In view of the foregoing, we are of the opinion, and so hold that the fact under consideration does not
constitute attempted robbery but attempted trespass to dwelling (People vs. Tayag and Morales, 59
Phil., 606, and decisions of the Supreme Court of Spain therein cited). Under article 280 of the Revised
Penal Code, this offense is committed when a private person shall enter the dwelling of another against
the latter's will. The accused may be convicted and sentenced for an attempt to commit this offense in
accordance with the evidence and the following allegation contained in the information: "... the accused
armed with an iron bar forced the wall of said store by breaking a board and unfastening another for the
purpose of entering said store ... and that the accused did not succeed in entering the store due to the
presence of the policeman on beat Jose Tomambing, who upon hearing the noise produced by the
breaking of the wall, promptly approached the accused ... ." Under the circumstances of this case the
prohibition of the owner or inmate is presumed. (U.S. vs. Ostrea, 2 Phil., 93; U.S. vs. Silvano, 31 Phil.,
509' U.S. vs. Ticson, 25 Phil., 67; U.S. vs. Mesina, 21 Phil., 615; U.S. vs. Villanueva, 18 Phil., 215; U.S. vs.

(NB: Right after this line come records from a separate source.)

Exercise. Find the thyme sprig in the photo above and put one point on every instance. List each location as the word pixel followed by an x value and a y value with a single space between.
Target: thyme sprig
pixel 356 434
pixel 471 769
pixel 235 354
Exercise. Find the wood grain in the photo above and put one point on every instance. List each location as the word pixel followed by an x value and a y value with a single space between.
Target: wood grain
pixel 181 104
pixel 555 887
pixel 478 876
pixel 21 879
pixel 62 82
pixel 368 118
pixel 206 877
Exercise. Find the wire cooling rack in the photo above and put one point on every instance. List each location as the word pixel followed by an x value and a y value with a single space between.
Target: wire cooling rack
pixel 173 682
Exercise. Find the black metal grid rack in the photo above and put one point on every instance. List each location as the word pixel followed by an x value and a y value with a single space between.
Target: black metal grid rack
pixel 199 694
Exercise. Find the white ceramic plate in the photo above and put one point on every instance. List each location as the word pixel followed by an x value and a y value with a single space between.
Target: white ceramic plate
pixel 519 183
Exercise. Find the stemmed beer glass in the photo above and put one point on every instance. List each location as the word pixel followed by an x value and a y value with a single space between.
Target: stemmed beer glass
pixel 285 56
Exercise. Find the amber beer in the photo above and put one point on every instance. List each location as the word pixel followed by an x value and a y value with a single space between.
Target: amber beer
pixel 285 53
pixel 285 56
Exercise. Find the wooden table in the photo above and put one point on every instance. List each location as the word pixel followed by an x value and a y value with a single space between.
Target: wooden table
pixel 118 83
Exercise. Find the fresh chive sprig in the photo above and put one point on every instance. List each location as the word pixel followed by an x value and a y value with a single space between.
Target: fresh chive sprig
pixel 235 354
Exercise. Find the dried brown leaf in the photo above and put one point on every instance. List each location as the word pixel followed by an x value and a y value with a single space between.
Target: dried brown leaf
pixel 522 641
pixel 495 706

Panes, 25 Phil., 292.) Against the accused must be taken into consideration the aggravating
circumstances of nighttime and former convictions, — inasmuch as the record shows that several final
judgments for robbery and theft have been rendered against him — and in his favor, the mitigating
circumstance of lack of instruction. The breaking of the wall should not be taken into consideration as an
aggravating circumstance inasmuch as this is the very fact which in this case constitutes the offense of
attempted trespass to dwelling.

The penalty provided by the Revised Penal Code for the consummated offense of trespass to dwelling, if
committed with force, is  prision correccional  in its medium and maximum periods and a fine not
exceeding P1,000 (art. 280, par. 2); therefore the penalty corresponding to attempted trespass to
dwelling is to degrees lower (art. 51), or, arresto mayor in its minimum and medium periods. Because of
the presence of two aggravating circumstances and one mitigating circumstance the penalty must be
imposed in its maximum period. Pursuant to article 29 of the same Code, the accused is not entitled to
credit for one-half of his preventive imprisonment.

Wherefore, the sentence appealed from is revoked and the accused is hereby held guilty of attempted
trespass to dwelling, committed by means of force, with the aforesaid aggravating and mitigating
circumstances and sentenced to three months and one day of arresto mayor, with the accessory
penalties thereof and to pay the costs.